XVII

Antes de partir a ese pueblo disecado, AC fue convocado por sus superiores. Estaba confuso, porque le advirtieron que iba a entrevistarse con su máximo jefe. Al principio dudó de la veracidad de la orden que sus superiores inmediatos le transmitieron. Pero al dirigirse a la dirección en la que le indicaron tendría el encuentro, comprendió que el dato era cierto y que estaba ante un evento impensado para él.

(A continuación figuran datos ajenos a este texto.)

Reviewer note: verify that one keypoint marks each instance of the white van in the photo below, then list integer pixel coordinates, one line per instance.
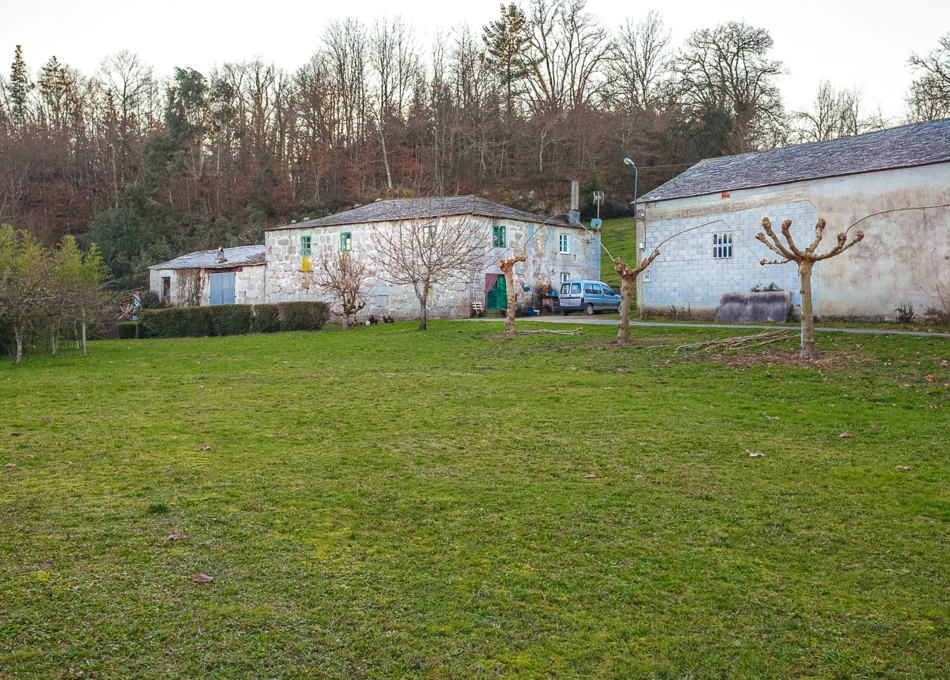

Ascendió la amplia y brillante escalera hacia la oficina del señor general. Golpeó la puerta de dos hojas de madera labrada artesanalmente por un exquisito ebanista.
—¡Pase! –se escuchó desde adentro. Al entrar, AC pudo observar vagamente alumbrado por el resplandor de un rayo de sol al general que no lucía uniforme militar.
—Gracias mi general.
El militar se dirigió solícito hasta su convocado y lo invitó a pasar tomándolo amigablemente de un brazo.
—Lo estaba esperando. Póngase cómodo, –le dijo empalagoso, señalándole un sillón en el que sentarse–. ¿Quiere tomar algo? –preguntó sugerente.
AC lo observó con cierta sorpresa. El general hizo un gesto de exclamación y se encogió de hombros.
—¿Lo perturba algo amigo? ¿Hice algo que lo importunó? –preguntó el general al atender el gesto del visitante.
—No, por favor mi general; es que lo hacía retirado del servicio activo.
—¡Ah! ¡Eso! A veces para estar no hay que figurar, sabe… –dijo el hombre con cierta picardía–. Sufro de “inconveniencia electoral”, podríamos llamarla. –Soltó una risita festejando su la humorada.
—Lamento mi general que atraviese por esa situación. Le pido perdón si lo molesté –se disculpó el invitado.
—¡Pero no, querido! ¡Para nada! ¡Cómo me va a molestar! Estamos entre camaradas. No hay nada de que lamentarse. Usted y yo sabemos que hay oportunidades en que se debe prestar servicios a la patria desde puestos grises, ignorados por el común. Usted bien conoce de eso por su especialidad, ¿no es cierto?
—En efecto, mi general –dijo AC, algo confundido por el trato cordial del jefe.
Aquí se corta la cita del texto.